- Though deep learning has proven remarkably capable in many tasks like image classification, it is possible that the problems they are solving remarquably well are just simpler than we think:
At its core our work shows that [neural networks] use the many weak statistical regularities present in natural images for classification and don’t make the jump towards object-level integration of image parts like humans.
This challenges the view that deep learning is going to bring us much closer to human-level intelligence in the near future.
- Though we age, it is unclear how our bodies keep track of the time (assuming they do). Researchers claim that our blood cells could act as time keepers. When you transplant organs from a donor, they typically behave according to the age of the recipient.

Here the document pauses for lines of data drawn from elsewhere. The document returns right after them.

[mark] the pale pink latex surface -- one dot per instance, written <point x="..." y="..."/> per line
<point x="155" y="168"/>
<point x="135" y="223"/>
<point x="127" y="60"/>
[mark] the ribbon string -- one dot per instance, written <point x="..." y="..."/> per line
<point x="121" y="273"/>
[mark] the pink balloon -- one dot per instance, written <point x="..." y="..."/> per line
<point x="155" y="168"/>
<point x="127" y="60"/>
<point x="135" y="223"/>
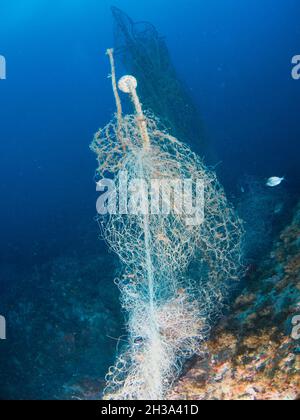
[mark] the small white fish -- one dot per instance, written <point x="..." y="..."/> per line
<point x="274" y="181"/>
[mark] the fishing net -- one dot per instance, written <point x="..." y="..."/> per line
<point x="145" y="54"/>
<point x="168" y="311"/>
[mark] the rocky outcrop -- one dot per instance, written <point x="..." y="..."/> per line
<point x="252" y="355"/>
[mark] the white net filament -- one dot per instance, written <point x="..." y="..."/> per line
<point x="175" y="276"/>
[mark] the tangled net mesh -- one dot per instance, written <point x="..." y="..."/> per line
<point x="169" y="305"/>
<point x="144" y="53"/>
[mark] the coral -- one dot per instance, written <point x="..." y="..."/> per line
<point x="252" y="355"/>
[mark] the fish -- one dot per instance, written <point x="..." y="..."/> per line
<point x="274" y="181"/>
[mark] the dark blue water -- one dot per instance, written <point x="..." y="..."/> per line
<point x="235" y="58"/>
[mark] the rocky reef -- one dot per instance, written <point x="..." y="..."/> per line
<point x="251" y="354"/>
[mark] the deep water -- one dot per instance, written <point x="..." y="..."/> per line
<point x="56" y="276"/>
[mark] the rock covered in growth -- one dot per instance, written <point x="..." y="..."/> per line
<point x="252" y="355"/>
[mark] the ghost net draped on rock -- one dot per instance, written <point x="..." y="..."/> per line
<point x="168" y="313"/>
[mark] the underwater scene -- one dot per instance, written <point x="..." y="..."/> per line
<point x="150" y="200"/>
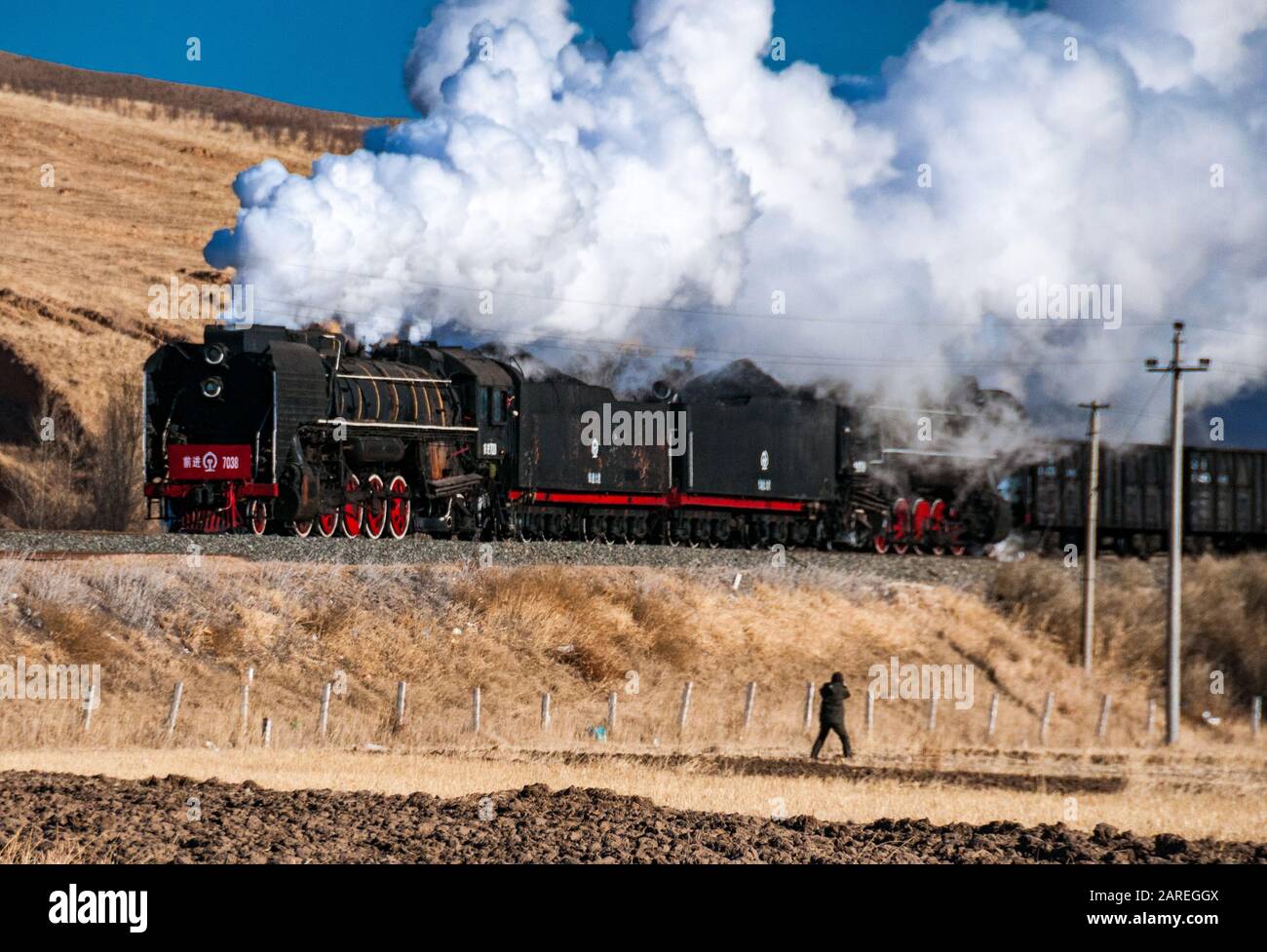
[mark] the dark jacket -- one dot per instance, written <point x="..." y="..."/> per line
<point x="832" y="709"/>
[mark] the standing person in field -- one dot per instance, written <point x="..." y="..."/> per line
<point x="831" y="714"/>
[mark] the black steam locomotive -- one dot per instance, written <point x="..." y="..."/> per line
<point x="270" y="430"/>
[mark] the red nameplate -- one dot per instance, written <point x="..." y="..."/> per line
<point x="191" y="461"/>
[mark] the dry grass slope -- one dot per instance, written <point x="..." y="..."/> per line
<point x="142" y="173"/>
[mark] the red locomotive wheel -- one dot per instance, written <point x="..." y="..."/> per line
<point x="920" y="519"/>
<point x="400" y="508"/>
<point x="257" y="516"/>
<point x="954" y="531"/>
<point x="375" y="512"/>
<point x="901" y="532"/>
<point x="351" y="514"/>
<point x="937" y="527"/>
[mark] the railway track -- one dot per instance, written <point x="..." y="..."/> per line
<point x="417" y="550"/>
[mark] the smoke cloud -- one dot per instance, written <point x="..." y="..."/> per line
<point x="684" y="195"/>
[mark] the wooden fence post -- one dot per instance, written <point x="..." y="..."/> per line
<point x="685" y="706"/>
<point x="1047" y="716"/>
<point x="175" y="707"/>
<point x="324" y="718"/>
<point x="400" y="711"/>
<point x="1102" y="727"/>
<point x="246" y="702"/>
<point x="93" y="701"/>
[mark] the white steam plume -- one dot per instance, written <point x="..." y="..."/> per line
<point x="586" y="200"/>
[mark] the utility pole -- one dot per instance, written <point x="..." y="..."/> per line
<point x="1089" y="554"/>
<point x="1173" y="625"/>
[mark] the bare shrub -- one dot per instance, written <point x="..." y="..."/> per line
<point x="115" y="477"/>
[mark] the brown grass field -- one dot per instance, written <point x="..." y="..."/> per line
<point x="582" y="633"/>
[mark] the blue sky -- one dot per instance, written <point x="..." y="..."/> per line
<point x="349" y="57"/>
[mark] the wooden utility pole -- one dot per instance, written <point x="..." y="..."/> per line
<point x="1089" y="554"/>
<point x="1174" y="585"/>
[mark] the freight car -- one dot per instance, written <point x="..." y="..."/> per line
<point x="270" y="430"/>
<point x="1224" y="498"/>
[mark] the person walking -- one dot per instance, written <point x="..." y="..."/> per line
<point x="831" y="714"/>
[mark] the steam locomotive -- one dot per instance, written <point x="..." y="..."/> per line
<point x="271" y="430"/>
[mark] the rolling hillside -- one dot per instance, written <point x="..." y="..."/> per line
<point x="110" y="184"/>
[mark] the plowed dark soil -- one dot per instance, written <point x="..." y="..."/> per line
<point x="176" y="819"/>
<point x="836" y="769"/>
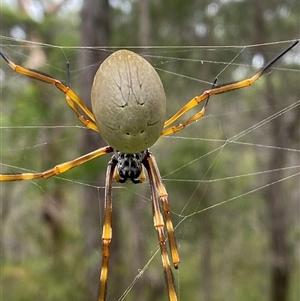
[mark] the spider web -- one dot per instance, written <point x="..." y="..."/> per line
<point x="218" y="172"/>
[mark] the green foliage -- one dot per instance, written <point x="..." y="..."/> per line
<point x="209" y="182"/>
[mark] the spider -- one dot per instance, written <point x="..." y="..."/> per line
<point x="128" y="110"/>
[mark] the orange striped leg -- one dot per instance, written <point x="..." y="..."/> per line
<point x="159" y="226"/>
<point x="107" y="230"/>
<point x="58" y="169"/>
<point x="71" y="98"/>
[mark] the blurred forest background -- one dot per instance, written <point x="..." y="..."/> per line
<point x="232" y="177"/>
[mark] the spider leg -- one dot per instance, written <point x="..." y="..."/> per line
<point x="107" y="230"/>
<point x="197" y="116"/>
<point x="58" y="169"/>
<point x="71" y="98"/>
<point x="157" y="188"/>
<point x="217" y="90"/>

However, blood cells are an exception: they keep the same age as the donor. What would happen if we were to replace all blood cells in your body with younger or older ones?
- A tenth of all coal is used to make steel. This suggests that it might be harder than people expect to close coal mines and do away with fossil fuels entirely in the short or medium term.

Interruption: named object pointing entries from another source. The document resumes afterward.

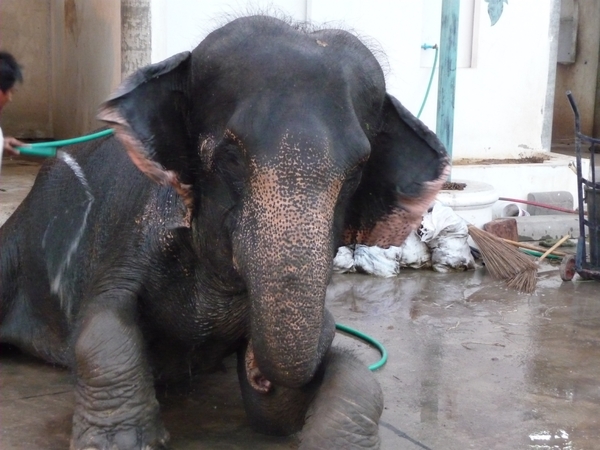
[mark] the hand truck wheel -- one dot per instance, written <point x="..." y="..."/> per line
<point x="567" y="268"/>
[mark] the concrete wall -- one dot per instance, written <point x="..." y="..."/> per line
<point x="24" y="32"/>
<point x="70" y="51"/>
<point x="581" y="77"/>
<point x="86" y="46"/>
<point x="505" y="80"/>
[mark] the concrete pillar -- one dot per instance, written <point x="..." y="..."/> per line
<point x="136" y="32"/>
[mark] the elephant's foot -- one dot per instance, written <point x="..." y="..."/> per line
<point x="125" y="436"/>
<point x="255" y="377"/>
<point x="346" y="409"/>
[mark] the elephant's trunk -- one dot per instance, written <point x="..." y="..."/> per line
<point x="283" y="248"/>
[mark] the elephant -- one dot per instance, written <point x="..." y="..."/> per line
<point x="206" y="226"/>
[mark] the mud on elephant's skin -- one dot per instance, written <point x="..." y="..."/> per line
<point x="208" y="226"/>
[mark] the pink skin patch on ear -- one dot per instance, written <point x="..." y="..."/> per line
<point x="255" y="378"/>
<point x="396" y="226"/>
<point x="138" y="154"/>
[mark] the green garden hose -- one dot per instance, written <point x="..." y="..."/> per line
<point x="369" y="340"/>
<point x="48" y="149"/>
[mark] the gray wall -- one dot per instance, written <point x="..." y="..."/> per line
<point x="581" y="77"/>
<point x="25" y="32"/>
<point x="70" y="51"/>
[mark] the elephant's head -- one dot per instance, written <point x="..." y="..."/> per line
<point x="284" y="144"/>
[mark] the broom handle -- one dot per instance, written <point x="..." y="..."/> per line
<point x="532" y="247"/>
<point x="563" y="239"/>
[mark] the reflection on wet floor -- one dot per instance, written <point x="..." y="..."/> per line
<point x="472" y="365"/>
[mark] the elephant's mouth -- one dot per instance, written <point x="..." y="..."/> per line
<point x="255" y="377"/>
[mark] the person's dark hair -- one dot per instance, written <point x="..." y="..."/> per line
<point x="10" y="71"/>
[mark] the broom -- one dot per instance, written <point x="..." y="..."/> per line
<point x="505" y="262"/>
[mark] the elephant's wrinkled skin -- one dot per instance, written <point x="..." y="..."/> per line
<point x="257" y="154"/>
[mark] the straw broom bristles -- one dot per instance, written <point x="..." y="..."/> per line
<point x="504" y="261"/>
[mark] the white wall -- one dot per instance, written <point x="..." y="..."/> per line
<point x="505" y="80"/>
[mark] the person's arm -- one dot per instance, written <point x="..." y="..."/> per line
<point x="10" y="144"/>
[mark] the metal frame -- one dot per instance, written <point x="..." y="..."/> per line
<point x="587" y="269"/>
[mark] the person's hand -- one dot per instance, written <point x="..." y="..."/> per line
<point x="11" y="144"/>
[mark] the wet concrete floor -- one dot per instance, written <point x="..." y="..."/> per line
<point x="472" y="365"/>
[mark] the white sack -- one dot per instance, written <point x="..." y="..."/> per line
<point x="377" y="261"/>
<point x="344" y="260"/>
<point x="446" y="234"/>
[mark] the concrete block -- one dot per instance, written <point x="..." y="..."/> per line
<point x="555" y="226"/>
<point x="505" y="228"/>
<point x="561" y="199"/>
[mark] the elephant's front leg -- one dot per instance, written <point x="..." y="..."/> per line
<point x="339" y="408"/>
<point x="116" y="407"/>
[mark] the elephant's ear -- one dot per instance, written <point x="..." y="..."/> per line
<point x="149" y="113"/>
<point x="407" y="167"/>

- Elite powerlifters have suprising low testosterone (male homone) levels. This puts a dent in the theory that strong men have high testosterone levels.
- Chimpanzees learn to crack nuts faster than human beings. This challenges the model that human beings are cognitively superior.
- It seems that the male brain ages more rapidly than the female brain.
- Grant argues that vitamin D supplements reduce cancer rates, but that medicine is slow to accept it.
- Women prefer more masculine looking men in richer countries. I do not have any intuition as to why this might be.
- Geographers claim that the arrival of Europeans to America, and the subsequent reduction of population (due mostly to diseases) lead to a global cooling of worldwide temperatures. It seems highly speculative to me that there was any measurable effect.
- The New York Times has a piece of a billionnaire called Brutoco who says that “he spends much of his time flying around the world lecturing on climate change” and lives in a gorgeous villa surrounded by a golf course. There is no talk of his personal carbon footprint.